In an act of homage to the martyrs and victims of the horrific terrorist attacks that shook Mumbai on 26th November 2008, six swimmers representing the Indian Armed Forces, Mumbai police and civilians attempted a 1000km swim across the west coast of India.
They started the swim from Mumbai, on 26th November 2016 and completed it on 8th December at Tannirbhavi beach in Mangalore, covering the Konkan coast.
In doing so, they completed 1031.38km of unassisted open water non-stop relay swim across the west coast of India in 285 hours 56 minutes, setting a world record for the longest distance open water swim by a team of six, and for the longest distance open water swim by a team of unlimited persons.

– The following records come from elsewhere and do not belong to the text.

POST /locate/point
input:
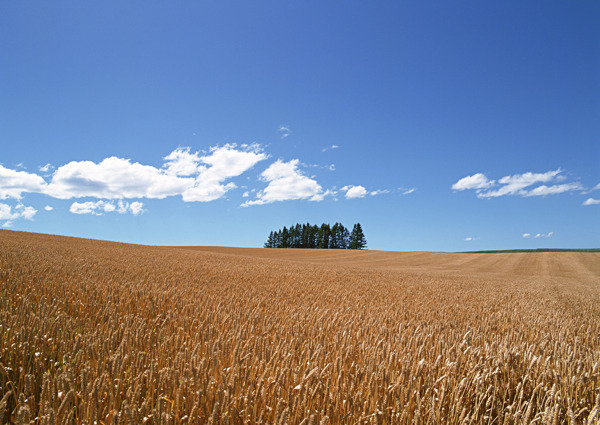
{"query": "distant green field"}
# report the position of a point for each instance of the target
(532, 250)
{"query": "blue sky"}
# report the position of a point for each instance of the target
(439, 126)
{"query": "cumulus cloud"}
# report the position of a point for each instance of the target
(181, 162)
(476, 181)
(591, 201)
(101, 207)
(329, 147)
(354, 191)
(185, 173)
(517, 184)
(286, 183)
(223, 163)
(14, 183)
(538, 235)
(46, 168)
(20, 211)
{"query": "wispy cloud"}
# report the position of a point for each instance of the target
(286, 182)
(353, 192)
(284, 130)
(591, 201)
(517, 184)
(359, 191)
(101, 207)
(329, 148)
(195, 177)
(538, 235)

According to a press release sent by Sea Hawks (the swimming team), The Swimming Federation of India (SFI), a national governing body for all swims in India, sent a representative to observe, monitor and ratify the swim. The SFI has confirmed both world records.
According to Wing Commander Paramvir Singh, who led the endeavour Tribute Swim, the swim itself was quite an adventure. “Since this was an unassisted swim, we did not wear a wetsuit. We encountered lakhs of jellyfish along the way, and were quite red from the stings and rashes. We also came across a lot of fishing nets along the way, and had to manoeuvre with caution. Some stretches of the waters were rough and choppy,” he told The Outdoor Journal in a telephone conversation.
Sea Hawks now hold two world records – For Longest Distance Open Water Swim by a Team of Six (held by Night Train Swimmers of the USA with 500.50 kms/311 miles), and for the Longest Distance Open water Swim by a Team of Unlimited persons (held by 684.75 kms by 200 swimmers in Camlough UK).